Alors certains se poseront la question avec beaucoup d’effroi : Oui mais sans mérite ? Comment organisons nous la société ? D’où viendra le progrès et l’effort ? Je leur répondrais que l’humanité n’a pas attendu le mérite pour s’améliorer ni pour aider son prochain, que les passions résident dans un très grand nombres d’individus et qu’à notre époque le mérite freine bien plus le progrès qu’il ne le permets. Quant à la dimensions de l’effort, je citerais Charles Dudley Warner, « Une des grandes récompenses de la vie c’est que l’on ne peut pas aider sincèrement quelqu’un d’autre sans s’aider soit même ». Une société qui prendrait conscience réellement de l’impact positif réel que l’on peut tous avoir, et non pas de l’abrutissement court-termiste qui nous aliène actuellement, pourrait enfin se targuer de progresser en direction de la justice, de l’épanouissement, et du bien commun.

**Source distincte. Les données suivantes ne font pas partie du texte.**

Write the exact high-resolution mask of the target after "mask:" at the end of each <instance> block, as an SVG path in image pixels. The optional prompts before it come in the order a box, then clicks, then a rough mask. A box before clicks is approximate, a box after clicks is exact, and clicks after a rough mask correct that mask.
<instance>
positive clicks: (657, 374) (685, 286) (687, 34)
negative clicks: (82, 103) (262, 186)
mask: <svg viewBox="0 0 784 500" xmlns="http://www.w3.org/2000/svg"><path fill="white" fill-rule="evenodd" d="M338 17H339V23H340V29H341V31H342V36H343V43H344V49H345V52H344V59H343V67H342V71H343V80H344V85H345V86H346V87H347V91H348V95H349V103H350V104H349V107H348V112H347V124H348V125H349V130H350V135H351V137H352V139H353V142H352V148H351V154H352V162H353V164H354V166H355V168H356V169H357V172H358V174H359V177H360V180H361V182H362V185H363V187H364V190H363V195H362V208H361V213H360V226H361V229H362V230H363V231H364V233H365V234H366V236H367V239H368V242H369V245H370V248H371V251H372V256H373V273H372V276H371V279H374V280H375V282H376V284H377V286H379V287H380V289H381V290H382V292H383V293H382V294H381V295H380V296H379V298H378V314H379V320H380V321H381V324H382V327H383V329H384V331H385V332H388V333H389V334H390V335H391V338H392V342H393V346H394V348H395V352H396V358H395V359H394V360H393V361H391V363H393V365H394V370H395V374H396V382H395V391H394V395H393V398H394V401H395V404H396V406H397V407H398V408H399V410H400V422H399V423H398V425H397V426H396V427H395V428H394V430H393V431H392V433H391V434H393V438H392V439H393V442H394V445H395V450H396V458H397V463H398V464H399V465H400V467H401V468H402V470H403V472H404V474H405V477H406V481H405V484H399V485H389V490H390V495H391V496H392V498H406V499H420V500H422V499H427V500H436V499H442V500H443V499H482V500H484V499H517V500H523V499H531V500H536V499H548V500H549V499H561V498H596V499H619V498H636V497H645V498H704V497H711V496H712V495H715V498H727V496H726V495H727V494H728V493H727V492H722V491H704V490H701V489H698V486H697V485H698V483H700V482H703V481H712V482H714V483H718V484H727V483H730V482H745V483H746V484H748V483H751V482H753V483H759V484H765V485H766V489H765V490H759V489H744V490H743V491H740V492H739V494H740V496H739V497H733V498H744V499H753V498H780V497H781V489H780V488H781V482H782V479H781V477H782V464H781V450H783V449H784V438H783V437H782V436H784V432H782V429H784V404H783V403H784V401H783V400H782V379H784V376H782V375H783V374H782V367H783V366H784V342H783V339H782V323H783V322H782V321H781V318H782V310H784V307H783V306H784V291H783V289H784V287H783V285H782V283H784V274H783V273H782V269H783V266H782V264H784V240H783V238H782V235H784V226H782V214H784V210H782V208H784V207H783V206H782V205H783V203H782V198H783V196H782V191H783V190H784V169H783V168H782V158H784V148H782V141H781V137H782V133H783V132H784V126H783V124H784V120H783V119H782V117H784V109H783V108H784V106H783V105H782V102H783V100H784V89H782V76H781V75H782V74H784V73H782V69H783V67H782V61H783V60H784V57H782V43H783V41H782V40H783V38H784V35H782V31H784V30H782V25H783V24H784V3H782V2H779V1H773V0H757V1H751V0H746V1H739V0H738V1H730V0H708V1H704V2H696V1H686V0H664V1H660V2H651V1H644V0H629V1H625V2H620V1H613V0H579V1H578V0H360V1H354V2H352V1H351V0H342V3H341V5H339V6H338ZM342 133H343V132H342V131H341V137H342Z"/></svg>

Alors méritez vous ? Méritez vous cette maison que vous avez hérité ? Quelle influence avez vous eu sur la sueur de vos grands-parents ? Le mérite sert surtout à protéger un système et ceux qui se sont accaparés la majorité de ce qui appartient à nous tous si ce n’est à personne. Tout ce qui se passe autour de nous est causes et conséquences, les transformations sont perpétuelles, et être acteur de votre vie ne fait pas de vous la personne qui en écrit le scénario, pour certains, les rideaux ne se lèveront jamais, pour d’autres, leur tragédie sera telle qu’ils souhaiteront qu’ils soient baissés pour toujours. D’autres naissent sous les projecteurs, tandis que certains ne connaîtront jamais l’électricité. Avez vous choisi de naître ? Votre patrimoine ? Votre famille ? Votre ADN ? Non ? Alors vous ne méritez rien, pas plus que moi, pas plus que n’importe qui. La question n’est pas de savoir qui est le plus méritant, mais de trouver comment avancer dans un sens où nous permettons à un nombre toujours croissant de devenir la meilleurs version d’eux même.